A study by Memorial Sloan-Kettering researchers has produced new evidence suggesting that women are more susceptible than men to developing some types of smoking-related lung cancers.
By analyzing genetic information from the tumors of more than 3,000 lung cancer patients, the scientists found that female smokers are more likely to develop a specific genetic mutation believed to lead to lung adenocarcinoma, the most common form of non-small cell lung cancer.
One Gene, Two Mutations
The researchers focused on a gene called KRAS, which is frequently mutated in lung adenocarcinomas, and found that smokers and people who never smoked (“never smokers”) had different KRAS mutations in their tumors. Smokers usually had a mutation called KRAS G12C, while never smokers typically had a mutation called KRAS G12D. Women were more likely than men to have the KRAS G12C mutation, and they developed the disease at a younger age and with a shorter history of smoking.

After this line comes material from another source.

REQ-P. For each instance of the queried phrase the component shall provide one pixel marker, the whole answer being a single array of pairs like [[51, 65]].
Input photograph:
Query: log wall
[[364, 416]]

The findings, published in the October 22 issue of Clinical Cancer Research, support a long-debated theory that women are more vulnerable than men to the cancer-causing effects of tobacco smoke. Molecular pathologist Marc Ladanyi, who led the study, says researchers have speculated for decades that women who smoke are at greater risk for lung cancer than men, but various analyses have produced conflicting data.
“If you look at mutations in lung cancers as a whole, the difference between men and women can be hard to detect,” Dr. Ladanyi says. “But by focusing on particular molecular subgroups within adenocarcinoma — in this case, the two distinct KRAS mutations — we can tease out the smoking-associated cases and get a clearer picture of the disparity in risk.”
Genetic Profiling of Lung Cancers
The study drew upon Memorial Sloan-Kettering’s extensive database of tumor and patient information. Since 2006, nearly every patient’s lung adenocarcinoma tumor has been tested for mutations in the genes KRAS and EGFR. Almost half of all lung adenocarcinomas harbor a mutation in one of these genes.
Knowing the mutation status helps physicians plan the best treatment. For example, patients whose tumors have the EGFR mutation usually respond well to treatment with the targeted therapy erlotinib (Tarceva®), but those with a KRAS mutation do not and are given different treatments.
In addition to genetic testing, Memorial Sloan-Kettering’s Thoracic Oncology Service always obtains a detailed smoking history from lung adenocarcinoma patients, such as how much they smoked, for how long, and, if applicable, how many years since they quit. The comprehensive data on each smoker allowed the researchers to examine how different types of KRAS mutations correlate with variables such as smoking history, gender, and age of diagnosis.
“We were one of the first centers to perform routine testing for these mutations in all lung cancer patients, so over the years we accumulated information from numerous patients,” says molecular pathologist Snjezana Dogan, the first author on the research article. “This allowed us to look at these KRAS mutation subsets and still have sufficiently large numbers to provide real statistical power in the analysis.”
The Role of Secondhand Smoke
In addition to suggesting an increased risk for women, the tumor genotype analysis pointed toward another conclusion — that most KRAS-mutant lung adenocarcinomas in never smokers are not caused by secondhand smoke. Otherwise, tumors of never smokers would have the same KRAS mutation (KRAS G12C) as smokers, rather than KRAS G12D.
“The extent of involvement of secondhand smoke in lung cancer is another topic under dispute, and this study provides evidence that nonsmokers whose tumors contain the KRAS G12D mutation probably didn’t develop the disease because of secondhand smoke,” Dr. Ladanyi adds.